Most customers wonder why all software suppliers charge ongoing maintenance and support fees. Simply put, this is a necessary and unavoidable cost associated with the use of complex software. Ongoing maintenance and support fees entitle the user to regular upgrades and improvements. When a software provider makes changes for the better to their software, the user receives the updates and improvements automatically. This is an integral and beneficial part of the software development life cycle.
As a customer, you hope that your software provider regularly improves their software to correct faults, to improve performance or other attributes, or to adapt the product to a modified environment. As such, the software you are using ought to be in perpetual development. A good software provider will continue to assess customer requirements and, as those are established, they will define specifications for upgrades. To convert those upgrade specifications to actual software upgrades, the software provider expends enormous amounts of time and expertise to design and create those upgrades. Thereafter, the software provider has to conceive of implement protocols and ensure system compatibility, not only with their existing software, but also with other peripheral software that might be in use by customers.
Typically, during the 3-year period subsequent to the launch of a new software product, software maintenance costs amount to over half the cost of software development. The continual development of software, and its integration with other systems and other software used by customers, is a highly complex and sophisticated challenge. To share some software developer vocabulary, software upgrades can be described as: corrective, adaptive, perfective, or emergency improvements. Corrective maintenance fixes the bugs discovered after delivery. Adaptive maintenance keeps the software program usable in a changed or changing environment. Perfective maintenance includes changes to software to improve performance and maintainability. Emergency maintenance is usually unscheduled maintenance, required to keep the system working properly at any time.

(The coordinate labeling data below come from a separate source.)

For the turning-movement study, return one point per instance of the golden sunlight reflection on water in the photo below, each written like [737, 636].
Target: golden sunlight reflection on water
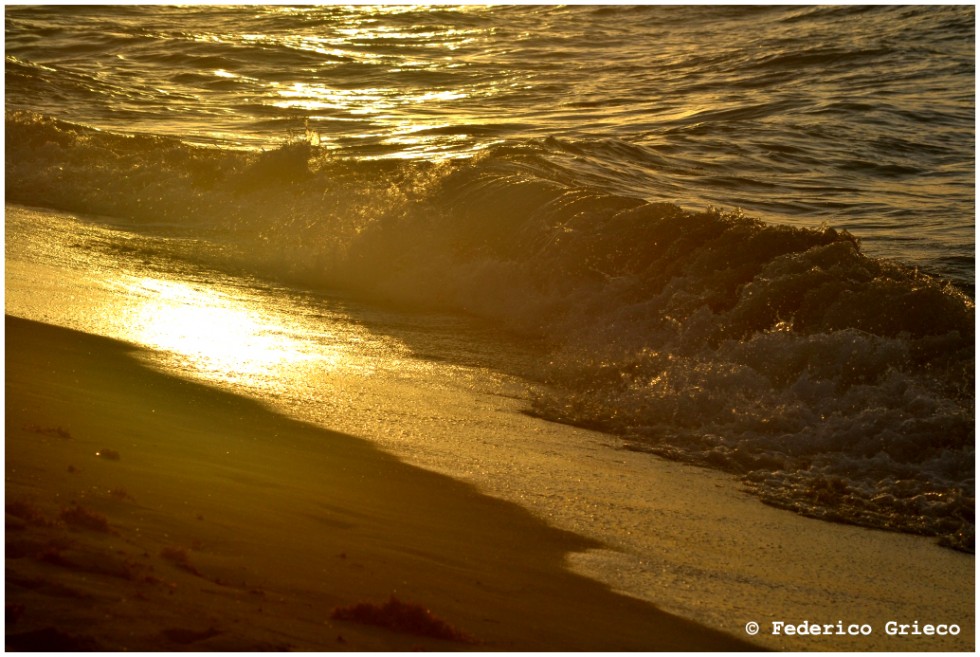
[216, 335]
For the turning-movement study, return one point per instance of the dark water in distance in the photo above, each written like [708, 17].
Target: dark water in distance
[551, 169]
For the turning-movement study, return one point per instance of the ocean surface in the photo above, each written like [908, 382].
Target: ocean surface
[739, 237]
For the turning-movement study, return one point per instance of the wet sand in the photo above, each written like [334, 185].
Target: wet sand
[150, 513]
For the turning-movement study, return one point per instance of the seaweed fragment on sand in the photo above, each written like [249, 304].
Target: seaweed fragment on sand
[405, 617]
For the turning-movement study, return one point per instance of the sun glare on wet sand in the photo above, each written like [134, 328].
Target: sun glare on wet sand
[213, 333]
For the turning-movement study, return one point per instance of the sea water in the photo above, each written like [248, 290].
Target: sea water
[740, 237]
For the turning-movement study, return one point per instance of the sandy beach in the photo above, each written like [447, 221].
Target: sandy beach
[149, 513]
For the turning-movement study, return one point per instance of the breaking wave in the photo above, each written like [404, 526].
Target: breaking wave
[836, 384]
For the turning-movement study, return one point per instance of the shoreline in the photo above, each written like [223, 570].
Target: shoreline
[146, 512]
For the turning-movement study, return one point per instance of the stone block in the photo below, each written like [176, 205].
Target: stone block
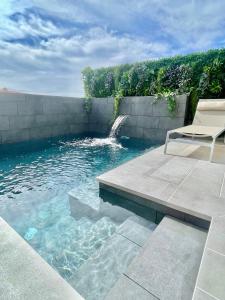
[21, 122]
[4, 123]
[170, 122]
[30, 106]
[40, 132]
[201, 295]
[216, 238]
[168, 265]
[211, 277]
[8, 108]
[126, 289]
[14, 135]
[147, 122]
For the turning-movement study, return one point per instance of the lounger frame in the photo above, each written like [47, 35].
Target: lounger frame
[193, 141]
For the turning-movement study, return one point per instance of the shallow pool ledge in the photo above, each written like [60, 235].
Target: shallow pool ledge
[25, 275]
[189, 189]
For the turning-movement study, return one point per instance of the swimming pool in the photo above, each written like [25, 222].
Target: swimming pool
[35, 178]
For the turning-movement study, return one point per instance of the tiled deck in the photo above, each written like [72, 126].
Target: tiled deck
[189, 188]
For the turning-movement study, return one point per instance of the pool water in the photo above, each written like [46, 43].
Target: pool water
[35, 178]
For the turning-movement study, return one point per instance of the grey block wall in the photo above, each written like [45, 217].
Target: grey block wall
[101, 116]
[146, 120]
[26, 117]
[149, 120]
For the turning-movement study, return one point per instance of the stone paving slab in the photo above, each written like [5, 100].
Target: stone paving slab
[182, 183]
[168, 265]
[101, 271]
[127, 289]
[190, 185]
[24, 275]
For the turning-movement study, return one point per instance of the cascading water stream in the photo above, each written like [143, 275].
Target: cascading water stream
[116, 125]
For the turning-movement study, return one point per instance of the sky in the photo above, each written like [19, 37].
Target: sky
[44, 44]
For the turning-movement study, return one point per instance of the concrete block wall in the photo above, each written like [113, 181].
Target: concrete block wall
[149, 120]
[26, 117]
[146, 120]
[101, 116]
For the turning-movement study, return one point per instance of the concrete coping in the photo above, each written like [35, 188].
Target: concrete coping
[183, 187]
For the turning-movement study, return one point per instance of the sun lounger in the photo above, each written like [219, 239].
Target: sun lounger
[209, 122]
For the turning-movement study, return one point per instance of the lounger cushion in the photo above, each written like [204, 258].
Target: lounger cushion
[211, 105]
[199, 130]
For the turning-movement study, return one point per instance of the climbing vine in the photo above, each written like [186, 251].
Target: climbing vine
[198, 74]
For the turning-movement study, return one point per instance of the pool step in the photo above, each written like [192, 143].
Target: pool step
[101, 271]
[71, 243]
[167, 266]
[25, 275]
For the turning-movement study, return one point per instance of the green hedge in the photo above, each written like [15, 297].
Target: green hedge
[200, 74]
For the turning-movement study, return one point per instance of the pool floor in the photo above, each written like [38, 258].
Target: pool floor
[35, 178]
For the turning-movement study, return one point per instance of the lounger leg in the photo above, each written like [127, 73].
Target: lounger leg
[166, 143]
[212, 150]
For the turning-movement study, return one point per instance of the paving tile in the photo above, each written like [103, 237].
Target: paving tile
[126, 289]
[93, 280]
[216, 237]
[201, 295]
[180, 168]
[169, 263]
[198, 203]
[136, 230]
[212, 274]
[209, 172]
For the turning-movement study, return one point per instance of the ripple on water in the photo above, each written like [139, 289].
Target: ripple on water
[33, 196]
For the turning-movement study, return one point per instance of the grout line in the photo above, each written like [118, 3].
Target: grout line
[223, 184]
[203, 254]
[182, 182]
[217, 252]
[129, 239]
[141, 286]
[214, 297]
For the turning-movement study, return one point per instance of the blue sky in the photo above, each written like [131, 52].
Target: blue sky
[44, 45]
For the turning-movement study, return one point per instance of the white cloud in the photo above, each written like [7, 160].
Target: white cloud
[103, 34]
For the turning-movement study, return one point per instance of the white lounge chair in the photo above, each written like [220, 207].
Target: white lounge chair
[209, 122]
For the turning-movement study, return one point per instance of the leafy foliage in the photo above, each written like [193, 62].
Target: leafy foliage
[198, 74]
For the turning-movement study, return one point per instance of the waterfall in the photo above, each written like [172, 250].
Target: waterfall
[116, 125]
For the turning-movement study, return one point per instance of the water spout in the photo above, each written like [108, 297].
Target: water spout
[116, 125]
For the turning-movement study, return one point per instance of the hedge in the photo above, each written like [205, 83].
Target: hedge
[198, 74]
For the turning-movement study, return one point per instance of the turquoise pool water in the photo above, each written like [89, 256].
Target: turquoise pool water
[35, 178]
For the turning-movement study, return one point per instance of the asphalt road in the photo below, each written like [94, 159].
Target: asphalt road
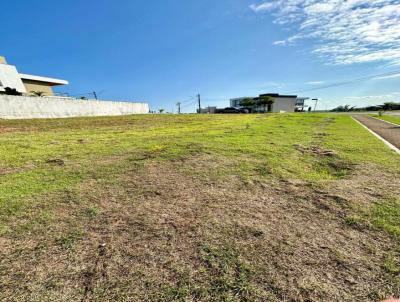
[388, 131]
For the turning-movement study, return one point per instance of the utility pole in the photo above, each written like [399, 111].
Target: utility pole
[199, 99]
[316, 104]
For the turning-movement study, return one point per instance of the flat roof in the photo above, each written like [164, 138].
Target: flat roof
[52, 81]
[277, 95]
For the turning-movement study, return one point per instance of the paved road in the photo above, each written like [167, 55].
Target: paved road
[388, 131]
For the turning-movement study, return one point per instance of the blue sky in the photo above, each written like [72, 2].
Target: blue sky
[168, 51]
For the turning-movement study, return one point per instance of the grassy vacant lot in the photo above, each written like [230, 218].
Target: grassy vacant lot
[198, 208]
[390, 118]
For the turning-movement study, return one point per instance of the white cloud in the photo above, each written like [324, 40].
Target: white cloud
[393, 96]
[392, 76]
[281, 42]
[316, 82]
[266, 6]
[343, 32]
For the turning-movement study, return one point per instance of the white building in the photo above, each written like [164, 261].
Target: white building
[282, 103]
[25, 83]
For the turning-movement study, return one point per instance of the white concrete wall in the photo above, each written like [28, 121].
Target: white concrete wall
[23, 107]
[284, 104]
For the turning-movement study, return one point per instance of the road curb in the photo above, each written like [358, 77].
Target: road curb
[394, 148]
[397, 125]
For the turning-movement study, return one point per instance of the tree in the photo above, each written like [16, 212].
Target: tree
[265, 101]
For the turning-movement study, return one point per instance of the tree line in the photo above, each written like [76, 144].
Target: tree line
[385, 107]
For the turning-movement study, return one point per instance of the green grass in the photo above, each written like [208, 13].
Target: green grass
[265, 145]
[100, 188]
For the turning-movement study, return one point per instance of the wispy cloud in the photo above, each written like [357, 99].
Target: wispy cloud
[397, 75]
[345, 32]
[380, 97]
[316, 82]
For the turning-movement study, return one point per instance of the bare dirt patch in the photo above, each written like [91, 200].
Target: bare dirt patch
[162, 233]
[315, 150]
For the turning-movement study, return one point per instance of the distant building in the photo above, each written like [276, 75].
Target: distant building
[282, 103]
[26, 83]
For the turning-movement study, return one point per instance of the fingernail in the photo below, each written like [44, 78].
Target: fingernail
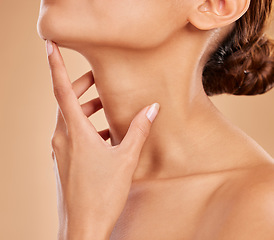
[49, 47]
[153, 111]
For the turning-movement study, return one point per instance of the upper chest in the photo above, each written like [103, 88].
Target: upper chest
[167, 209]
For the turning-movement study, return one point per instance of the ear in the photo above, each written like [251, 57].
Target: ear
[209, 14]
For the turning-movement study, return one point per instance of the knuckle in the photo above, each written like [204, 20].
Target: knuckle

The monthly maintenance and support fee generally entitles the customer to all of these types of maintenance. Every software provider has to continually conductÂ problem identification, analysis, design, implementation, system test, acceptance testing and delivery. Finally, the processes described as software provider’s physical configuration audits (PCA) play an important part in ensuring that the validated upgrade is fully achieved. Finally installation, training of users and version description documents are produced by the software provider.
These benefits are absolutely critical to the continued effective use of any software. Their delivery is of highly significant expense to any software supplier.
I hope these thoughts help customers to understand why maintenance and support fees are both extremely reasonable and absolutely necessary.